Of the common fruits, even the worst blood sugar offenders have less than a third of the blood sugar impact as the same amount of "healthy" carbohydrates like oats and whole wheat bread . Because the majority of fruits fall within the safe range of blood sugar impact for most people, we're not going to consider glycemic index as a variable when determining the healthiest and unhealthiest fruits.
Similarly, most fruits have between 1-3 grams of fiber per 100 grams, not enough of a difference to be a significant part of our analysis.
Unlike glycemic index and fiber, there is a lot of variability in the amount of nutrients, antioxidants, and fructose sugar from fruit to fruit. The most nutritious fruit has 9 times as many vitamins and minerals as the least nutritious, the most polyphenol-rich fruit has over 60 times the antioxidants compared to the least polyphenol-rich, and the sweetest fruit has about 5 times as much fructose sugar as the least sweet.

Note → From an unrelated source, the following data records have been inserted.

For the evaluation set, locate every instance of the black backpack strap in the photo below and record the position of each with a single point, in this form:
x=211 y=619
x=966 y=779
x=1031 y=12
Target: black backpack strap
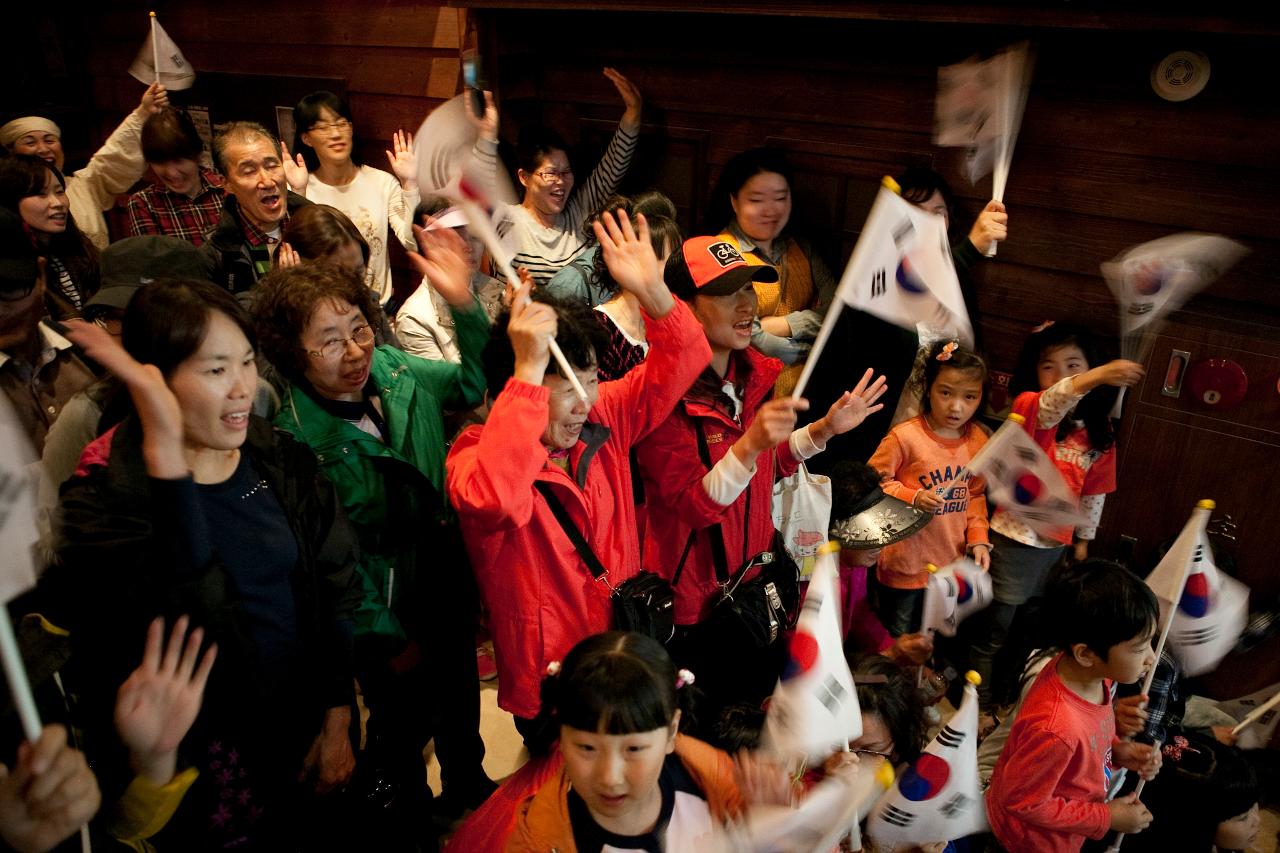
x=575 y=536
x=718 y=555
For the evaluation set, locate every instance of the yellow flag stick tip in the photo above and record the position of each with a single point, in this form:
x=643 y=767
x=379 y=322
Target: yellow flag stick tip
x=885 y=775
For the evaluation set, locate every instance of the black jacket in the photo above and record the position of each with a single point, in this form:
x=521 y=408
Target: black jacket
x=229 y=252
x=124 y=559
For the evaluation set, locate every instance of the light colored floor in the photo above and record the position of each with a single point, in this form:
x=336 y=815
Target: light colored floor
x=504 y=753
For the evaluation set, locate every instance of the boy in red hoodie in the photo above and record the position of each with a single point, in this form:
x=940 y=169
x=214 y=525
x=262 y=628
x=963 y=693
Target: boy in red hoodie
x=1050 y=785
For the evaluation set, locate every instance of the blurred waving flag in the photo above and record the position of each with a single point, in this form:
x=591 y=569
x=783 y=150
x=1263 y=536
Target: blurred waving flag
x=901 y=272
x=1159 y=277
x=161 y=62
x=938 y=798
x=954 y=593
x=828 y=812
x=1023 y=480
x=814 y=707
x=1207 y=609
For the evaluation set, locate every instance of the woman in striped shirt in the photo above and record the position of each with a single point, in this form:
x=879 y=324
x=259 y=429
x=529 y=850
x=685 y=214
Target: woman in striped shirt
x=545 y=228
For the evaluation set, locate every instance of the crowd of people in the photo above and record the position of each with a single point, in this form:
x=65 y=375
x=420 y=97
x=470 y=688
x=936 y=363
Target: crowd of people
x=332 y=495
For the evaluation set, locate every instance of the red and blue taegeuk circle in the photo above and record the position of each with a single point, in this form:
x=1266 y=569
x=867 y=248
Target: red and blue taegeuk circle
x=908 y=279
x=924 y=779
x=1194 y=601
x=803 y=655
x=1028 y=488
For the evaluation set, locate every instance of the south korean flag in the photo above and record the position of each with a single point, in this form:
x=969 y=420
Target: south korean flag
x=814 y=707
x=938 y=798
x=1207 y=610
x=954 y=593
x=1024 y=482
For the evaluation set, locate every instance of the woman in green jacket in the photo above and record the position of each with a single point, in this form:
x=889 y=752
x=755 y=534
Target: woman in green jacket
x=374 y=418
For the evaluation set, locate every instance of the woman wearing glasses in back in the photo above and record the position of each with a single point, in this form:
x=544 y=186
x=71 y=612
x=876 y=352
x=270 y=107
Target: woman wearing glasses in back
x=324 y=168
x=547 y=228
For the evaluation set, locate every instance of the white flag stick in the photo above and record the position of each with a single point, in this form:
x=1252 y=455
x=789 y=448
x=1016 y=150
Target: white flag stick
x=155 y=46
x=17 y=674
x=1257 y=714
x=481 y=227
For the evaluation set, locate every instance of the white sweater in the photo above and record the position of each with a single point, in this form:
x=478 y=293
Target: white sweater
x=373 y=201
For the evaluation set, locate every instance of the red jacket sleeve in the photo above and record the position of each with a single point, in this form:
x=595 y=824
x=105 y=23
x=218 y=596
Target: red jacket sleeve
x=492 y=468
x=636 y=404
x=1038 y=765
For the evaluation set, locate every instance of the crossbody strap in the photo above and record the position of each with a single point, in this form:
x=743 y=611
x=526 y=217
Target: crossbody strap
x=575 y=536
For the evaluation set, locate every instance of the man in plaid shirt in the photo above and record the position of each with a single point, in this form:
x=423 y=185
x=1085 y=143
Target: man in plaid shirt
x=188 y=201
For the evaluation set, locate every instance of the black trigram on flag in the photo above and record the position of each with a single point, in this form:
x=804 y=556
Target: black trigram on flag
x=832 y=694
x=958 y=804
x=897 y=817
x=1197 y=635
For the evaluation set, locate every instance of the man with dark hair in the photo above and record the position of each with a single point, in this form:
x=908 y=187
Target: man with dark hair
x=256 y=208
x=188 y=200
x=545 y=450
x=39 y=368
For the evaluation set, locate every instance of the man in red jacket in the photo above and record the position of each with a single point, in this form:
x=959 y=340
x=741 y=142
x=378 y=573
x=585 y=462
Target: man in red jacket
x=542 y=598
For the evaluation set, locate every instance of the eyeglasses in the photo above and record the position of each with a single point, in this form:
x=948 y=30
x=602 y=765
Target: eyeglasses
x=324 y=127
x=333 y=349
x=17 y=293
x=554 y=176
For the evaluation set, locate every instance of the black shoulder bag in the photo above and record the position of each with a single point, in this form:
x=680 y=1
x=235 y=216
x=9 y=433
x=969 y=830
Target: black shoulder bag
x=644 y=603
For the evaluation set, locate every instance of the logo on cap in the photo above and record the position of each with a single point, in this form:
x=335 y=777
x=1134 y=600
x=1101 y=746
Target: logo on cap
x=725 y=254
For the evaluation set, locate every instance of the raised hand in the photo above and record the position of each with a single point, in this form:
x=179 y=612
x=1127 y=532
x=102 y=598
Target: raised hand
x=160 y=699
x=287 y=256
x=773 y=424
x=531 y=325
x=991 y=227
x=155 y=99
x=487 y=124
x=442 y=260
x=850 y=409
x=402 y=160
x=156 y=406
x=629 y=254
x=49 y=796
x=295 y=169
x=630 y=95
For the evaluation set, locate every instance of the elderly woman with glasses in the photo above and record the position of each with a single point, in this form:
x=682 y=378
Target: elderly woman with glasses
x=373 y=415
x=325 y=169
x=547 y=229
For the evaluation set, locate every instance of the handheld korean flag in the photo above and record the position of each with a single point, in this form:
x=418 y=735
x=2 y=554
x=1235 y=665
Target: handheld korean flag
x=1202 y=610
x=18 y=538
x=1159 y=277
x=938 y=798
x=814 y=707
x=979 y=106
x=1024 y=482
x=160 y=60
x=818 y=824
x=954 y=593
x=901 y=272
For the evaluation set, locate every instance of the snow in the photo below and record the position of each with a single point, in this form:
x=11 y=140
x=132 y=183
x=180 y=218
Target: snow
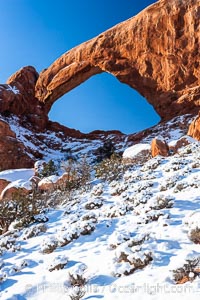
x=17 y=174
x=134 y=150
x=13 y=89
x=147 y=213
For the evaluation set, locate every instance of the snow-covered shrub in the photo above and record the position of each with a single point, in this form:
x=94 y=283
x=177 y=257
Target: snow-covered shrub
x=142 y=186
x=129 y=259
x=86 y=227
x=76 y=276
x=188 y=272
x=89 y=216
x=21 y=210
x=152 y=164
x=77 y=174
x=110 y=168
x=117 y=238
x=194 y=235
x=118 y=189
x=34 y=230
x=66 y=237
x=105 y=151
x=192 y=220
x=169 y=182
x=77 y=293
x=97 y=190
x=49 y=244
x=161 y=201
x=1 y=263
x=94 y=204
x=18 y=267
x=3 y=276
x=58 y=263
x=48 y=169
x=153 y=216
x=180 y=186
x=141 y=197
x=117 y=210
x=9 y=243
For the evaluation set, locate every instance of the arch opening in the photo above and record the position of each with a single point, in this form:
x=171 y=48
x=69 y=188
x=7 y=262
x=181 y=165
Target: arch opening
x=104 y=103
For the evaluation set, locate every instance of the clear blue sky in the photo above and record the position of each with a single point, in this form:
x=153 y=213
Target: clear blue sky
x=36 y=32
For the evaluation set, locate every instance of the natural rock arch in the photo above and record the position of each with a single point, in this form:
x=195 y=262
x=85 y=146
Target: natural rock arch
x=155 y=52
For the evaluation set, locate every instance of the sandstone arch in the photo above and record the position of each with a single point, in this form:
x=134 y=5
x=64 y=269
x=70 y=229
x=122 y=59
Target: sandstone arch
x=155 y=52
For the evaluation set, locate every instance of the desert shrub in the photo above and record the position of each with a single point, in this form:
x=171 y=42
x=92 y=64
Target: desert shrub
x=78 y=174
x=97 y=190
x=189 y=271
x=3 y=276
x=19 y=266
x=105 y=151
x=22 y=209
x=48 y=169
x=162 y=201
x=110 y=168
x=194 y=235
x=58 y=263
x=49 y=244
x=129 y=259
x=9 y=243
x=34 y=231
x=94 y=204
x=77 y=281
x=66 y=237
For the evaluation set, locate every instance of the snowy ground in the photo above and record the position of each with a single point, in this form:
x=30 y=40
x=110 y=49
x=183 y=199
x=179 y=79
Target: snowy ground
x=118 y=216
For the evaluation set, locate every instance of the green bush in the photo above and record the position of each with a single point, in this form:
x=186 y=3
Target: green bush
x=105 y=151
x=110 y=168
x=49 y=169
x=22 y=210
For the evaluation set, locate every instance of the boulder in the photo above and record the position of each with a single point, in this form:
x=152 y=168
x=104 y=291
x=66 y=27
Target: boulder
x=174 y=146
x=3 y=184
x=12 y=151
x=159 y=147
x=194 y=128
x=48 y=183
x=138 y=153
x=154 y=52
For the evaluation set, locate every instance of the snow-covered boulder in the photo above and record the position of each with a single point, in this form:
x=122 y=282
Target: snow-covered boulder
x=159 y=147
x=175 y=145
x=48 y=183
x=137 y=152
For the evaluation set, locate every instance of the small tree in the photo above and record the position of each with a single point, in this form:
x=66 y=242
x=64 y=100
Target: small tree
x=49 y=169
x=105 y=151
x=110 y=168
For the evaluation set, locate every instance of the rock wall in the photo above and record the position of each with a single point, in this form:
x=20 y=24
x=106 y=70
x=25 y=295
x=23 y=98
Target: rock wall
x=155 y=52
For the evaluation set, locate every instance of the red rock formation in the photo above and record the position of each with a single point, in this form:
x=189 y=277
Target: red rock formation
x=155 y=52
x=12 y=151
x=18 y=98
x=194 y=128
x=159 y=147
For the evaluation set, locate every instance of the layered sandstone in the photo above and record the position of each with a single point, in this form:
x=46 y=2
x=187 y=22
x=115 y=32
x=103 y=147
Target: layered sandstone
x=159 y=147
x=12 y=151
x=155 y=52
x=194 y=128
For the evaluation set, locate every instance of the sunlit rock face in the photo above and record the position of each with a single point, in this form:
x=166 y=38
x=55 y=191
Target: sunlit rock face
x=155 y=52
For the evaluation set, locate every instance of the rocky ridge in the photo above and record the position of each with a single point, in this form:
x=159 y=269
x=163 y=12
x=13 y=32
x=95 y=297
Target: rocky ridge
x=155 y=52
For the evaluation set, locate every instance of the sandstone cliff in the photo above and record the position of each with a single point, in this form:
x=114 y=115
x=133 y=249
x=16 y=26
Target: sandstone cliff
x=155 y=52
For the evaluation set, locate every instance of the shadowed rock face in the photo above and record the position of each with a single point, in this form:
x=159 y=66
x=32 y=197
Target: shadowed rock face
x=155 y=52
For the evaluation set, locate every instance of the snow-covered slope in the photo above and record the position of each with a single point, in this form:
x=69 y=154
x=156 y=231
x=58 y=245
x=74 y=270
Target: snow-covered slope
x=102 y=234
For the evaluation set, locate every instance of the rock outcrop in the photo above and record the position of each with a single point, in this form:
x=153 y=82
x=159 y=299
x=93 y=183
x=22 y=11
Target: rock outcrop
x=194 y=128
x=12 y=151
x=159 y=147
x=18 y=98
x=155 y=52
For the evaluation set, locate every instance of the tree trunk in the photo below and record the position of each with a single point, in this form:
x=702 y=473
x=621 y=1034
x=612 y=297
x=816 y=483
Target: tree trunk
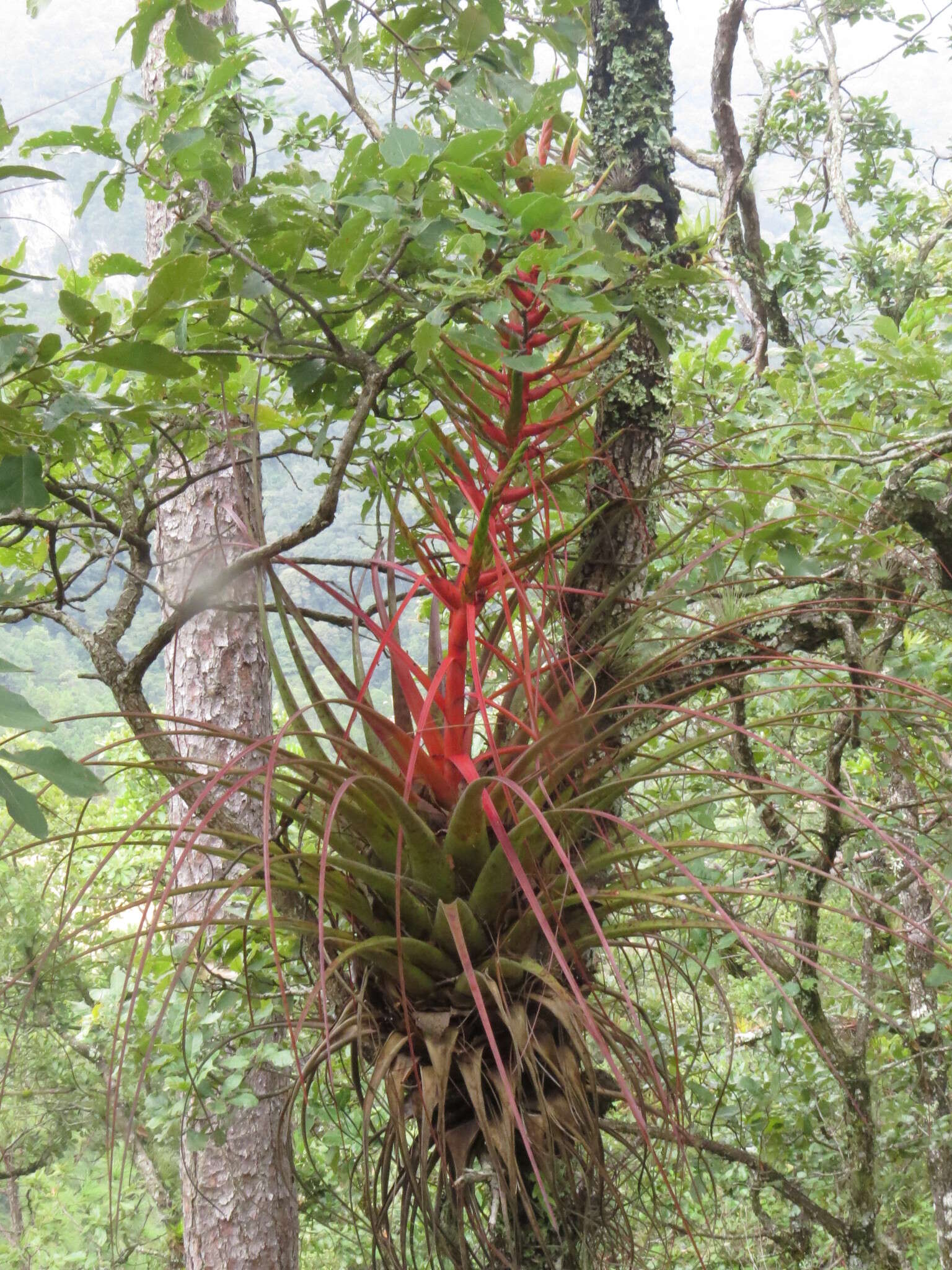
x=238 y=1194
x=928 y=1039
x=630 y=103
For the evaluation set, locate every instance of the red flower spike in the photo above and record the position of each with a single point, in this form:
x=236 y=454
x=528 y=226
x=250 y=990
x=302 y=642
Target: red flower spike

Let's chart the most common fruits in a way that allows us to see the most important qualities–nutrient density, antioxidants, and fructose sugar–all at once:
Lots to digest here!
As you can see, kiwis are the most nutritious fruit gram-for-gram, with 100 grams (one large kiwi) providing over 9% of your entire day's micronutrient needs... and that's without the skin. The skin contains even more beneficial fiber and Vitamin C (and tastes great), making kiwis far and away the leader in nutrition.
Pineapples, while moderately high in sugar, are second in terms of nutrients, providing about 7% of your daily nutrient needs. Blackberries, raspberries, and strawberries are probably the most well-rounded fruits, with very low sugar and high amounts of nutrients and antioxidants.
Blueberries, while not being especially full of nutrients, are incredibly high in antioxidants. You can't really go wrong with a berry, and may want to mix it up between different berries to get a variety of different antioxidants. A handful of raspberries here, a handful of blackberries there.
Bringing up the rear are apples and pears, which are bred for sweetness, not nutrients. In addition to apples and pears, mangos, pineapples, bananas, grapes, and cherries are all fruits that are especially high in fructose sugar. The dose makes the poison, so while a little bit won't hurt as part of a healthy low-sugar diet, it can be easy to overindulge.
While it is said that, "An apple a day keeps the doctor away," modern apples (and pears) should be seen as occasional indulgences, not prescriptions for better health. "A kiwi a week for the health you seek," may be a better guide.